Madame d'Estrees eagerly explained, and he bowed again, with a difference. He was a man of great intelligence, acquainted with English politics. So that was really the wife of the man to whose personality and future the London correspondent of the Allgemeine Zeitung had within the preceding week devoted a particularly interesting article, which he had read with attention. His estimate of Madame d'Estrees' place in the world altered at once. Yet it was strange that she—or, rather, Donna Laura—should admit such a person as Mademoiselle Ricci to their salon.

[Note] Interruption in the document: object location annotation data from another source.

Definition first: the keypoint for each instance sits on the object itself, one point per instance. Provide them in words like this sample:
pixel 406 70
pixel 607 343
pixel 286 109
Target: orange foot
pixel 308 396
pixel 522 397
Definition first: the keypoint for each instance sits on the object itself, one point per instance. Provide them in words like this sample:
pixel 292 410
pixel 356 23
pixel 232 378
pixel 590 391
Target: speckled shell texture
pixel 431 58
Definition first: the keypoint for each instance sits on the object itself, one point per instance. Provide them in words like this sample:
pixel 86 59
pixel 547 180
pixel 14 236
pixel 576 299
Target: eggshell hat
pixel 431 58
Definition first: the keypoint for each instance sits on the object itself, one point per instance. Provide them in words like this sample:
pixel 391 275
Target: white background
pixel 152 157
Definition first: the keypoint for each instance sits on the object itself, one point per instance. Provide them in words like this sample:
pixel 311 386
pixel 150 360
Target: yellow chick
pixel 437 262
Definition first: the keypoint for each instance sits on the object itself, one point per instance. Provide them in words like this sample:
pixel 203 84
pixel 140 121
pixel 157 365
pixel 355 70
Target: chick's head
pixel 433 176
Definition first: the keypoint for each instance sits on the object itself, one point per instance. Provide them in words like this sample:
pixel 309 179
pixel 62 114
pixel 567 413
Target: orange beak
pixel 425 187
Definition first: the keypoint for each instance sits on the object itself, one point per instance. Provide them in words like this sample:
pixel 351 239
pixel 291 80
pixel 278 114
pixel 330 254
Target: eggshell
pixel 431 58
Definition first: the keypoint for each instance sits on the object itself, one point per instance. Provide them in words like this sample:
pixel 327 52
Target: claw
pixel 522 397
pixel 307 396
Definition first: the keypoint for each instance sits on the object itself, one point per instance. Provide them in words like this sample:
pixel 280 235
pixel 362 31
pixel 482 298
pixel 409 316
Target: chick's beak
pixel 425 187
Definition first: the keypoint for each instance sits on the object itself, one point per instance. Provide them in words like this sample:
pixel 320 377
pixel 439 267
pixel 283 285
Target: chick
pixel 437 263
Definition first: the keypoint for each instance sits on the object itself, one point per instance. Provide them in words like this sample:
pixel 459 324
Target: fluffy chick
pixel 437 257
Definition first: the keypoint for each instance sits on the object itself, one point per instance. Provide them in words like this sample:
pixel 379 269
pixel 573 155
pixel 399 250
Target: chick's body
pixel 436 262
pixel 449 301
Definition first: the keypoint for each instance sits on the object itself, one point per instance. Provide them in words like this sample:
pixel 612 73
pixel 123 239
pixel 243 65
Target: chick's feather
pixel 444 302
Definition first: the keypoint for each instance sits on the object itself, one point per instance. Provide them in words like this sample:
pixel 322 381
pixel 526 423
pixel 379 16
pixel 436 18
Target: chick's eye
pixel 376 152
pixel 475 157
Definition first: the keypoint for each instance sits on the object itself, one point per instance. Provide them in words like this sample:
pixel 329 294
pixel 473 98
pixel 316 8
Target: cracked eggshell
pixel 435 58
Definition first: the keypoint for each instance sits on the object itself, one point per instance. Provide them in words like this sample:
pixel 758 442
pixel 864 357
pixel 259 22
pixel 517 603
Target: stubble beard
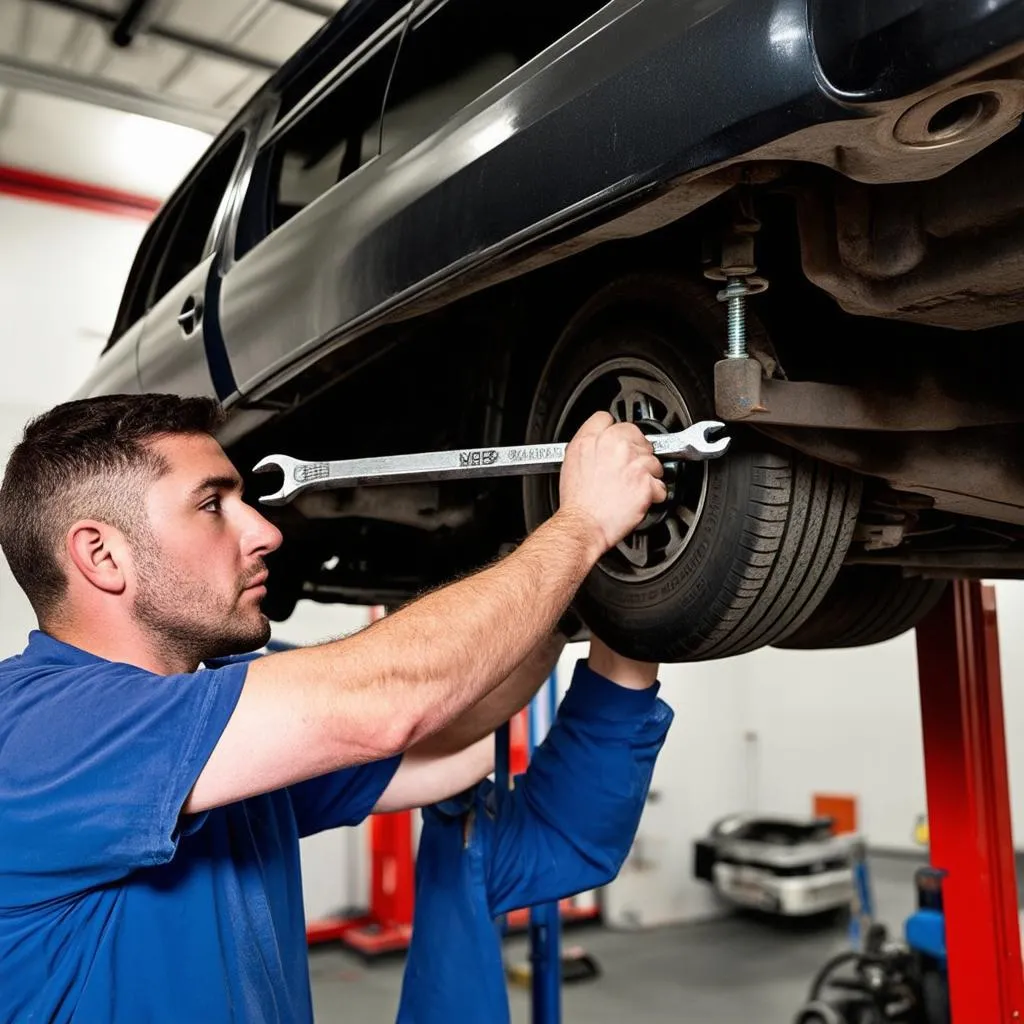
pixel 186 621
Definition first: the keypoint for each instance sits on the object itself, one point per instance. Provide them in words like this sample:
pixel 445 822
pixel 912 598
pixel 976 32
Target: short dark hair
pixel 86 459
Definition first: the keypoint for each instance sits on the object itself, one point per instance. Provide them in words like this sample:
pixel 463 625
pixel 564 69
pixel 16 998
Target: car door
pixel 303 214
pixel 180 349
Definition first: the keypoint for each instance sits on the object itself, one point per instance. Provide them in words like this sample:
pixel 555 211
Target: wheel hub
pixel 634 390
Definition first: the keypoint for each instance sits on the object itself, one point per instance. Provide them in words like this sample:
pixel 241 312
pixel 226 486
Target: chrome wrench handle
pixel 464 464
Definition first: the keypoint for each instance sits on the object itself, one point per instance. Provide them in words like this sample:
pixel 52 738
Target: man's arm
pixel 463 753
pixel 304 713
pixel 569 823
pixel 500 705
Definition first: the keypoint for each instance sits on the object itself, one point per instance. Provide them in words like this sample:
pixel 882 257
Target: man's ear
pixel 99 553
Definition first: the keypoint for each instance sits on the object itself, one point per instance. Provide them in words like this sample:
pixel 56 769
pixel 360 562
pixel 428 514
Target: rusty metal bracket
pixel 742 393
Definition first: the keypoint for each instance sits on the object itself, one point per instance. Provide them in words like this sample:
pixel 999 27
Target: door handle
pixel 190 315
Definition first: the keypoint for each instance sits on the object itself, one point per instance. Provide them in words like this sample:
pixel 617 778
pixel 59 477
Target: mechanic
pixel 565 826
pixel 151 802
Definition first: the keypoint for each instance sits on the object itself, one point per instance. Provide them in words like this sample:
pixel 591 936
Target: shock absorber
pixel 737 270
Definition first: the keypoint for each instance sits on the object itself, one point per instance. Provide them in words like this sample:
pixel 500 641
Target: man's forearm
pixel 415 672
pixel 500 705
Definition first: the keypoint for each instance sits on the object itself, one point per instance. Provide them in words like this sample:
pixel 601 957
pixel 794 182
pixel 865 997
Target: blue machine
pixel 881 978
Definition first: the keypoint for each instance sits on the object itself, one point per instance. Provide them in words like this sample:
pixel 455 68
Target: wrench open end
pixel 286 466
pixel 713 449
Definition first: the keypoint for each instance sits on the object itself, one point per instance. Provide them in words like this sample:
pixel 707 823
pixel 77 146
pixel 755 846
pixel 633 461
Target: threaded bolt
pixel 735 294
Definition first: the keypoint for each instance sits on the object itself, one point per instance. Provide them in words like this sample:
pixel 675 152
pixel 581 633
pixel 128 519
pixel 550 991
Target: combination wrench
pixel 461 464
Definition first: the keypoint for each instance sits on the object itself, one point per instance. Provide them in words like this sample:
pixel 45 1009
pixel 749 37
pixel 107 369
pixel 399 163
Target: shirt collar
pixel 43 647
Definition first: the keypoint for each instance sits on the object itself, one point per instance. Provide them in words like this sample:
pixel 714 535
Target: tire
pixel 759 535
pixel 865 605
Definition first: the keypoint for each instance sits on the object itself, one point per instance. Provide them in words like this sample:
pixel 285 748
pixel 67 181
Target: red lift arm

The mother, indeed, that afternoon had much reason to be socially grateful to the daughter. Curious contrast with the days when Kitty had been the mere troublesome appendage of her mother's life! It was clear to Marguerite d'Estrees now that if she was to accept restraint and virtuous living, if she was to submit to this marriage she dreaded, yet saw no way to escape, her best link with the gay world in the future might well be through the Ashes. Kitty could do a great deal for her; let her cultivate Kitty; and begin, perhaps, by convincing William Ashe on this present occasion that for once she was not going to ask him for money.

In the height of the party, Lord Magellan appeared. Madame d'Estrees at first looked at him with bewilderment, till Kitty, shaking herself free, came hastily forward to introduce him. At the name the mother's face flashed into smiles. The ramifications of two or three aristocracies represented the only subject she might be said to know. Dear Kitty!

Lord Magellan, after Madame d'Estrees had talked to him about his family in a few light and skilful phrases, which suggested knowledge, while avoiding flattery, was introduced to the Bavarian baron and a French naval officer. But he was not interesting to them, nor they to him; Kitty was surrounded and unapproachable; and a flood of new arrivals distracted Madame d'Estrees' attention. The Ricci, who had noticed the restrained empressement of his reception, pounced on the young man, taming her ways and gestures to what she supposed to be his English prudery, and produced an immediate effect upon him. Lord Magellan, who was only dumb with English marriageable girls, allowed himself to be amused, and threw himself into a low chair by the actress—a capture apparently for the afternoon.